Facebook is the past, Twitter is the future.
Or phrased less starkly, Facebook reconnects while Twitter connects.
All of my friends on Facebook are exactly that: friends from real life, or at the very least, people whom I actually know. Colleagues, students, family members, former classmates, childhood friends. A significant chunk of those Facebook friends are ghosts from the past, people whom I haven’t seen, spoken to, or even thought of in years, maybe decades. Facebook has reconnected me — albeit in a very superficial sense — to these people. I’d even estimate that friends from my past now outnumber current friends and acquaintances on Facebook. Given the exponential algorithm driving the growth of social networks (like the old Faberge shampoo commercial, you tell two friends, and they’ll tell two friends, and so on), it’s not surprising that these reconnections to the past began with a single high school friend, last seen at our graduation in 1989. The ripple effect from this single act of “friending” led to dozens of acquaintances from my hometown.
The reciprocal nature of “friendship” on Facebook reinforces the site’s re-networking aspect. You can only befriend people who have befriended you. Facebook’s insistence upon reciprocity appealed to me at first, ensuring that nobody could lurk on my profile without likewise surrendering their own profile to me. Yet this feature, that I found so comforting when I first dipped into social networking, I now find to be confining, perhaps even the greatest limitation of Facebook. Reciprocity guarantees a closed platform, a fixed loop that cannot expand beyond itself.

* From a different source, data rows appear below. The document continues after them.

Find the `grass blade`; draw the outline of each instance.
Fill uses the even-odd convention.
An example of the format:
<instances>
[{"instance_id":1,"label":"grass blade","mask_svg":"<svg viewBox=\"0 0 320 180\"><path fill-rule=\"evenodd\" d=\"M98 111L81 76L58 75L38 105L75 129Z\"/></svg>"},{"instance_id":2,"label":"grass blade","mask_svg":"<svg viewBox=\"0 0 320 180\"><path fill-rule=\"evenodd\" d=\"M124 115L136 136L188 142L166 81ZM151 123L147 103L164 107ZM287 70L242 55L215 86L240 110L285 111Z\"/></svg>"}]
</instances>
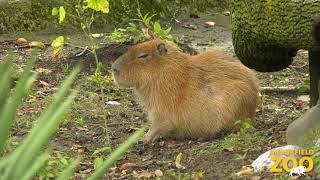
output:
<instances>
[{"instance_id":1,"label":"grass blade","mask_svg":"<svg viewBox=\"0 0 320 180\"><path fill-rule=\"evenodd\" d=\"M40 154L44 145L46 145L50 137L54 134L60 124L63 115L68 111L69 106L73 102L76 92L73 92L59 107L51 114L49 119L41 119L46 122L44 126L38 126L33 129L26 140L20 147L16 149L18 152L14 157L14 163L9 168L8 179L20 179L26 171L29 170L29 165L33 163L34 158ZM39 138L41 137L41 138Z\"/></svg>"},{"instance_id":2,"label":"grass blade","mask_svg":"<svg viewBox=\"0 0 320 180\"><path fill-rule=\"evenodd\" d=\"M10 90L10 80L11 80L11 74L12 74L12 66L11 61L6 61L3 64L0 64L0 112L2 108L5 105L6 99L9 97L8 93ZM2 127L3 128L3 127ZM0 132L3 132L2 129L0 129ZM0 134L0 136L2 136ZM2 143L0 141L0 143Z\"/></svg>"},{"instance_id":3,"label":"grass blade","mask_svg":"<svg viewBox=\"0 0 320 180\"><path fill-rule=\"evenodd\" d=\"M43 167L43 165L46 163L48 160L49 154L48 153L43 153L41 154L35 162L31 164L31 167L29 168L28 171L24 174L23 177L20 178L20 180L29 180L32 179L33 176L37 173L37 171Z\"/></svg>"},{"instance_id":4,"label":"grass blade","mask_svg":"<svg viewBox=\"0 0 320 180\"><path fill-rule=\"evenodd\" d=\"M19 179L24 176L35 157L41 154L42 148L48 143L50 137L58 128L63 115L67 112L77 94L73 92L65 99L65 94L68 93L68 89L79 71L79 66L72 71L59 91L55 94L53 103L48 107L46 112L40 116L37 124L35 124L23 143L12 153L13 163L7 168L4 179Z\"/></svg>"},{"instance_id":5,"label":"grass blade","mask_svg":"<svg viewBox=\"0 0 320 180\"><path fill-rule=\"evenodd\" d=\"M3 110L6 101L9 97L9 92L10 92L10 74L12 73L12 68L11 68L11 62L7 61L4 64L0 65L0 117L2 116L2 112L5 112ZM10 124L10 119L0 119L1 121L6 121L6 122L0 122L0 124ZM1 125L0 126L0 149L5 148L6 144L6 138L4 138L7 133L6 133L6 126ZM1 156L1 150L0 150L0 156Z\"/></svg>"},{"instance_id":6,"label":"grass blade","mask_svg":"<svg viewBox=\"0 0 320 180\"><path fill-rule=\"evenodd\" d=\"M122 143L113 153L110 154L103 164L88 178L88 180L97 180L106 173L106 171L113 166L113 164L120 159L123 154L144 134L147 126L140 128L133 135L131 135L124 143Z\"/></svg>"},{"instance_id":7,"label":"grass blade","mask_svg":"<svg viewBox=\"0 0 320 180\"><path fill-rule=\"evenodd\" d=\"M35 75L30 77L32 74L31 69L36 61L36 55L33 54L28 61L25 70L22 72L18 84L15 87L16 92L12 96L11 101L5 104L0 112L0 127L3 131L0 134L0 155L4 152L5 142L7 141L10 133L10 126L16 115L17 108L22 102L22 98L27 94L27 90L30 89L35 79Z\"/></svg>"}]
</instances>

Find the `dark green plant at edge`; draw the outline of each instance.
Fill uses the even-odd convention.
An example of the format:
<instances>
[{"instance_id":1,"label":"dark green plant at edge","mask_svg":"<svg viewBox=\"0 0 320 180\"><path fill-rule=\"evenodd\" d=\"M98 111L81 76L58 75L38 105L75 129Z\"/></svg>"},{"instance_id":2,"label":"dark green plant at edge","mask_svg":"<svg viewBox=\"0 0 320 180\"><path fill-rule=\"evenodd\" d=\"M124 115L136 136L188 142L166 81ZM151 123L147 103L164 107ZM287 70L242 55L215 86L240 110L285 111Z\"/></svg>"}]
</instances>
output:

This stands in contrast to Twitter, where reciprocity is not required. You can follow someone without them following you. The effect of this asymmetric system is that many of the people I follow I have never met. And I may never. Likewise many of my followers are absolute strangers. Yet many of them share interests with me: pedagogy, literature, digital humanities, even music (at least two of my followers added me after I wrote about the band Shearwater). So this is what I mean when I say Twitter connects.

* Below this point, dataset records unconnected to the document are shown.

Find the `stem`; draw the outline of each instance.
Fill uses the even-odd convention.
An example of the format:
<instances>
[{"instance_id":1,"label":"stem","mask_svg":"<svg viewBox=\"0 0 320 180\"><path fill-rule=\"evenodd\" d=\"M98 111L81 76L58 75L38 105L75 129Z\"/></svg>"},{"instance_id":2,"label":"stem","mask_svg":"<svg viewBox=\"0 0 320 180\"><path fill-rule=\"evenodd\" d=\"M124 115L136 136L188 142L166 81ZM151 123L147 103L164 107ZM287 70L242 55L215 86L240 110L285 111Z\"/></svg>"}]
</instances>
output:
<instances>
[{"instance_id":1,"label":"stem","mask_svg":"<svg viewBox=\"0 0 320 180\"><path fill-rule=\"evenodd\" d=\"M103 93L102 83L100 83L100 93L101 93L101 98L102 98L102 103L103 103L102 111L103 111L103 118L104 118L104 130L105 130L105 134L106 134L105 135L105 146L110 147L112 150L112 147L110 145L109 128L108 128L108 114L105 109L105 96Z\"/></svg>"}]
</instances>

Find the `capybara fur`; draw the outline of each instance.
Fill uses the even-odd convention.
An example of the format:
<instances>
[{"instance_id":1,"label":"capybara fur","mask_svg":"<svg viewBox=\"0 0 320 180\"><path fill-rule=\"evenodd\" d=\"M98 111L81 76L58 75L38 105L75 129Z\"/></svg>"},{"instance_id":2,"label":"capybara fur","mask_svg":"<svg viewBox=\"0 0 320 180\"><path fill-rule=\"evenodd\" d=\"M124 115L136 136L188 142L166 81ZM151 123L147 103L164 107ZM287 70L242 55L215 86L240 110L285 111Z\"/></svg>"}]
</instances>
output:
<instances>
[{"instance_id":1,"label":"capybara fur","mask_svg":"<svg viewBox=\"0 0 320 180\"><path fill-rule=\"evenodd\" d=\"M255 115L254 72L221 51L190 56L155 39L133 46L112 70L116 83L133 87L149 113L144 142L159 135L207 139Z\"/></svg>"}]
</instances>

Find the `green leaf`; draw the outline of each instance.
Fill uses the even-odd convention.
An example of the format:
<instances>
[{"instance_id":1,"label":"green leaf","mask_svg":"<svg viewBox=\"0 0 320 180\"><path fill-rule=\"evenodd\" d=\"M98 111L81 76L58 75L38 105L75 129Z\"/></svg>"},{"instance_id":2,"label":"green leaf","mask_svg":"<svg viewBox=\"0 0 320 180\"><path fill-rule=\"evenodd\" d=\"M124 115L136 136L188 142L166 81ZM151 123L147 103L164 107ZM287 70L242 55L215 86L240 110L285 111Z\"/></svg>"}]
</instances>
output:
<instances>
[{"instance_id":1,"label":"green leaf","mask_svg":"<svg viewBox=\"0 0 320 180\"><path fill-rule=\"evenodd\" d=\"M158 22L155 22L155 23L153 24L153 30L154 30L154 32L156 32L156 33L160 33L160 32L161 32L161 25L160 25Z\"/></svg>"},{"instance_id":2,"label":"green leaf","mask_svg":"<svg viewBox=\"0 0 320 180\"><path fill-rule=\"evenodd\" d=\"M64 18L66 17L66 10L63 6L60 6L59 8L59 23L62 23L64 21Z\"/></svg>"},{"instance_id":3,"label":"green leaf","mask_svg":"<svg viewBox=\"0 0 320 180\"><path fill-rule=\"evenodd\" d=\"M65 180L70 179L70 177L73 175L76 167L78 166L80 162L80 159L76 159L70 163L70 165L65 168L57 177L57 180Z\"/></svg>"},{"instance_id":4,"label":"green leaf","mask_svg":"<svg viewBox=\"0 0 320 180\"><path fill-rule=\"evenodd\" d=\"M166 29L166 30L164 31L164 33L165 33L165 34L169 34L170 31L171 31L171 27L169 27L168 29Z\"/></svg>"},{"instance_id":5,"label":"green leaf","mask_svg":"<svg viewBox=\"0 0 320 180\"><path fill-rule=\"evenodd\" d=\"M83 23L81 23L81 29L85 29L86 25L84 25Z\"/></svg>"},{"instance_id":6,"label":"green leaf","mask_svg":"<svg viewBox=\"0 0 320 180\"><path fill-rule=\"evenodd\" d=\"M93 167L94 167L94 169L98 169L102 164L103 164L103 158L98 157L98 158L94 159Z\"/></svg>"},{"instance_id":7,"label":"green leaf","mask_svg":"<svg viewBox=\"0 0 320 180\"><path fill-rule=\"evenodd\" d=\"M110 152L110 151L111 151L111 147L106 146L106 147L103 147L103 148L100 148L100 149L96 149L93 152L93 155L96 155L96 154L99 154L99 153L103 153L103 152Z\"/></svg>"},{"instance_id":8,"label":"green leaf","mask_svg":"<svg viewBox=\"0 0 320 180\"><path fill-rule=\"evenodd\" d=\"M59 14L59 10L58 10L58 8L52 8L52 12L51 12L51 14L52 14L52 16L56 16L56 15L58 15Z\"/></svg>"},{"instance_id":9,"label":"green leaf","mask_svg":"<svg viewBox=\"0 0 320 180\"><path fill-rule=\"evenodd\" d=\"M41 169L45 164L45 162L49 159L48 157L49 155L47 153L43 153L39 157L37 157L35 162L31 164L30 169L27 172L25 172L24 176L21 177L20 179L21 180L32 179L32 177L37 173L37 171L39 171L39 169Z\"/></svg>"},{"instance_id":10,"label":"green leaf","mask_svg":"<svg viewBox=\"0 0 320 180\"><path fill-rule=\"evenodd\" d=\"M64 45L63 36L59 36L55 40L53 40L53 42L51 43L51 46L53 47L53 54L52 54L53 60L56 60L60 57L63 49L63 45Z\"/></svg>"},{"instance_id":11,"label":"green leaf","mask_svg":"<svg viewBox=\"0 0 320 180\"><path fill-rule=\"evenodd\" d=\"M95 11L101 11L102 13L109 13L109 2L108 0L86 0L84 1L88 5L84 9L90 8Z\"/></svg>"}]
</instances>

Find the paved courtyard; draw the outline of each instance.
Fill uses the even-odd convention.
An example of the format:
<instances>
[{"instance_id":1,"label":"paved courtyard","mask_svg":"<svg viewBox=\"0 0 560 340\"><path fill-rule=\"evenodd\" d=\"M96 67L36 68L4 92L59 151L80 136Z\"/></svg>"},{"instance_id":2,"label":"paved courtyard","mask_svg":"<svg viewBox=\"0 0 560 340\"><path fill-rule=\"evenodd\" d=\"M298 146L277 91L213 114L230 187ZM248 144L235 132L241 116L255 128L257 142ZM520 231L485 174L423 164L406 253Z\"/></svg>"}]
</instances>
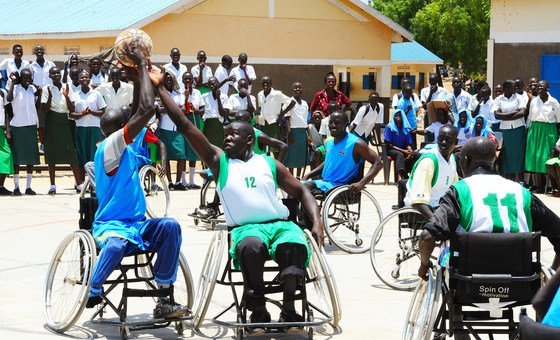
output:
<instances>
[{"instance_id":1,"label":"paved courtyard","mask_svg":"<svg viewBox=\"0 0 560 340\"><path fill-rule=\"evenodd\" d=\"M377 182L381 180L377 177ZM43 173L33 180L35 197L5 197L0 199L0 339L43 339L60 335L50 333L44 326L44 281L51 256L65 235L78 228L78 195L72 188L72 179L57 179L59 194L46 195L48 177ZM7 180L11 187L11 179ZM368 190L381 204L384 214L391 211L396 201L396 187L379 183ZM554 211L560 211L560 200L541 196ZM195 226L187 216L198 205L199 191L172 192L170 216L179 220L183 231L182 251L187 257L195 284L198 280L208 243L214 233L203 225ZM544 242L543 262L550 263L553 253ZM409 292L399 292L384 286L375 276L369 254L348 255L328 247L328 261L336 275L342 303L340 329L330 326L316 329L320 339L397 339L400 337ZM231 303L228 287L217 286L207 318L215 315L219 307ZM129 314L147 318L154 307L149 298L136 299L129 307ZM277 311L271 311L273 318ZM76 326L66 333L78 339L118 338L115 327L94 325L89 322L91 310L85 310ZM230 318L231 319L231 318ZM183 338L226 338L234 336L232 330L216 326L206 320L203 334L190 328ZM177 338L171 327L132 333L142 339ZM269 338L269 337L265 337ZM285 337L284 337L285 338Z\"/></svg>"}]
</instances>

There is another crucial difference between Facebook and Twitter that associates the former with the past and the latter with the future. Even with its new layout and feed, Facebook does not truly operate in real time. Facebook is still something like a bulletin board. My status updates, therefore, tend to be sly comments or key links that I’ve thought about and pondered and that I want to remain “active” for a day or two. Constant status updates would quickly get lost in the clutter of irritating quiz results, meaningless gift hugs, and holiday Peeps that populate the Facebook news feed.

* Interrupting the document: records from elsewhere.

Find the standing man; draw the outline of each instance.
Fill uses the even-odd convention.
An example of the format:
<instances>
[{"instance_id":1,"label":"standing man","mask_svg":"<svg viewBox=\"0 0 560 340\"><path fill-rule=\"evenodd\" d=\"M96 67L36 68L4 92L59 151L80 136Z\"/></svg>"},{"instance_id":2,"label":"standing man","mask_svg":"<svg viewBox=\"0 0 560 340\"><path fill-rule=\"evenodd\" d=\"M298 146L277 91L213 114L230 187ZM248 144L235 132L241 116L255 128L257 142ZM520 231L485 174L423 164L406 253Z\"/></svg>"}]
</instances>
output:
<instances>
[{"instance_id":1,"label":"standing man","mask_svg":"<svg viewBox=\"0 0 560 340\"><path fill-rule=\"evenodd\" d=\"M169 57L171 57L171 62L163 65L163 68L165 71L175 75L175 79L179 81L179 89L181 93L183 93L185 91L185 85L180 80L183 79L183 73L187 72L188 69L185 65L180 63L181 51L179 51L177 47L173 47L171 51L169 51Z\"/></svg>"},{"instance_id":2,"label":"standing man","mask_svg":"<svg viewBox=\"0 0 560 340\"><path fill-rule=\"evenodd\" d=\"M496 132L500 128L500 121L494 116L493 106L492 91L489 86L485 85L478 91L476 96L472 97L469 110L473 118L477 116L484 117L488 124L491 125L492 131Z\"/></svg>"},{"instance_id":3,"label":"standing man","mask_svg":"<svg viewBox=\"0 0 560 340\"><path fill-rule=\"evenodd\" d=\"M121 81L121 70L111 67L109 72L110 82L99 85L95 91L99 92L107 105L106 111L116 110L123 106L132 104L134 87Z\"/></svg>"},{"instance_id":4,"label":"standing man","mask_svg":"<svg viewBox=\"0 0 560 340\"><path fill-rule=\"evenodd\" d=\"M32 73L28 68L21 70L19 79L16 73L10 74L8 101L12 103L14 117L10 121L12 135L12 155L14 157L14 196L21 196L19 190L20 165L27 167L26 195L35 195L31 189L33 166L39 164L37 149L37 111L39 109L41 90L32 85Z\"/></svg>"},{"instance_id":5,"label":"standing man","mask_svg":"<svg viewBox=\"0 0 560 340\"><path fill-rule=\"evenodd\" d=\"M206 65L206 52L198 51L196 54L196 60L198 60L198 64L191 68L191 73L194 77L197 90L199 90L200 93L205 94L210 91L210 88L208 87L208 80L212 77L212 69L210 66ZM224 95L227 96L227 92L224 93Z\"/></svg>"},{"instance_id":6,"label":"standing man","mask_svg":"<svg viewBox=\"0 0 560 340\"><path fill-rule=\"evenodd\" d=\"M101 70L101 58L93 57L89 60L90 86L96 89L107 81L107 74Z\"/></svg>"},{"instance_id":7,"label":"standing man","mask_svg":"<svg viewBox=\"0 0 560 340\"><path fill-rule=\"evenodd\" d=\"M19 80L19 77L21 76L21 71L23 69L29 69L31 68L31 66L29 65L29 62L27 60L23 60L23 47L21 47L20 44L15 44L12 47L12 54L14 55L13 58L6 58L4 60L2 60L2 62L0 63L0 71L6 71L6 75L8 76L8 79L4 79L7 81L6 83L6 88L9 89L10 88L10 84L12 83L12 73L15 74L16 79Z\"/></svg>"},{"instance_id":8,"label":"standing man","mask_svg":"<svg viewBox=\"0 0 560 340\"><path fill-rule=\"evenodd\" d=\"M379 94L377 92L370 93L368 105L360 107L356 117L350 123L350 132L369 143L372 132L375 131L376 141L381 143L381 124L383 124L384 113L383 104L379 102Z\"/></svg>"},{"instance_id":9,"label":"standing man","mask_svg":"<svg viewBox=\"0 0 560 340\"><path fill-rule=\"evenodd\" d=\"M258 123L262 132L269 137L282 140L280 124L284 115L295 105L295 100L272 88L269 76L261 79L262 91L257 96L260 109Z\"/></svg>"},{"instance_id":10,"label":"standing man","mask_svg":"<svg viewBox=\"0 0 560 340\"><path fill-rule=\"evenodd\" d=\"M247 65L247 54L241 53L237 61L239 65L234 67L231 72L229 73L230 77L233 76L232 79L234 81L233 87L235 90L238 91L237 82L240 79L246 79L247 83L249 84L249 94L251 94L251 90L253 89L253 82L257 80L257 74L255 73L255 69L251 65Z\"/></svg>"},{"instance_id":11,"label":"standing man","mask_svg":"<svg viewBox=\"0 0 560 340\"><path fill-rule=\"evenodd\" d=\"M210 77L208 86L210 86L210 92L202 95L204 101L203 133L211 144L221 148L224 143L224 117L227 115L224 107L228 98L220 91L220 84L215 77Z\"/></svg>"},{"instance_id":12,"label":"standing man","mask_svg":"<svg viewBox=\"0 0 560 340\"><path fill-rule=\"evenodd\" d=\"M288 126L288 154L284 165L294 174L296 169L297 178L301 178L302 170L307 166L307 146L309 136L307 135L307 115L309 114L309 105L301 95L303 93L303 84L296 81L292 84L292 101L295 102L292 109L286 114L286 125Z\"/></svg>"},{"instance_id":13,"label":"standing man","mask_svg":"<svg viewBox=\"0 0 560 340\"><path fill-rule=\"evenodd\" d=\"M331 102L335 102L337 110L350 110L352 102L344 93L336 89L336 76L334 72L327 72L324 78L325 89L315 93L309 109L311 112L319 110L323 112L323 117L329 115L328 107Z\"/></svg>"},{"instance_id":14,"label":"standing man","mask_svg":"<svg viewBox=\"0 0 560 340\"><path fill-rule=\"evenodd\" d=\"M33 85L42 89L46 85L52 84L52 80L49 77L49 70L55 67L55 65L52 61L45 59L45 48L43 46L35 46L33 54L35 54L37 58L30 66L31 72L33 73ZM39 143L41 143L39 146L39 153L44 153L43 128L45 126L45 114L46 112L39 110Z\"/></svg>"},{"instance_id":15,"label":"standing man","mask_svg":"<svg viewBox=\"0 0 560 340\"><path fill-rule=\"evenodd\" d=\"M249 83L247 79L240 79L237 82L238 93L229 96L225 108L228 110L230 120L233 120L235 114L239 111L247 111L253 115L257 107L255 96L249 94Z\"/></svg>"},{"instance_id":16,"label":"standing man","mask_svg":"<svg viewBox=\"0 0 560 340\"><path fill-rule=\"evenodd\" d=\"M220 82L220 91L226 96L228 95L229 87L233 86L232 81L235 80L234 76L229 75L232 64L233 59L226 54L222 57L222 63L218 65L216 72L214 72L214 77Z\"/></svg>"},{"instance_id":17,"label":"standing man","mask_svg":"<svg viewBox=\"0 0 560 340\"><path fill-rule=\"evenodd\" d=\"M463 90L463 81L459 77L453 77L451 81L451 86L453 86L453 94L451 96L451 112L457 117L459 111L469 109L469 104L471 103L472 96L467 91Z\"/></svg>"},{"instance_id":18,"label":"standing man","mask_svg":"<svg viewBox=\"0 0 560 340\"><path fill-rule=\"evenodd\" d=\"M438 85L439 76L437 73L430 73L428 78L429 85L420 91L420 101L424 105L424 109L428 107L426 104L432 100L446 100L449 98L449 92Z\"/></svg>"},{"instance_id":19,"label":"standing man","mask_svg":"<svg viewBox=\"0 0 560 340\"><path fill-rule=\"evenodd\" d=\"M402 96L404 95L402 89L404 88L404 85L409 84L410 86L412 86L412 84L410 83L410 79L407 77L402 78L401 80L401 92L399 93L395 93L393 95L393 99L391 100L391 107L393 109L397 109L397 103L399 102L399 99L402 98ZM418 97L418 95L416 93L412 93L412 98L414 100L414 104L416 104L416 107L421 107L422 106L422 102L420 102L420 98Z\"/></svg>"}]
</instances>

Twitter conversely offers a more stream-of-consciousness aesthetic. If I immediately follow one tweet with another, I’m not so concerned that the first is going to get lost, as my followers are seeing a feed of my tweets in whatever application they’re using. It is also a matter of one or two clicks (depending on your Twitter client) to see my Twitter posts in aggregate, something much more difficult to achieve in Facebook.
So, to be systematic about the differences between Facebook and Twitter, I present this chart:
past | future |
reconnect | connect |
static | dynamic |
closed | open |
pond | stream |
The last distinction — pond versus stream — evokes the dominant ecology of each social network. And I for one would rather be in the flowing stream than the stagnant pond.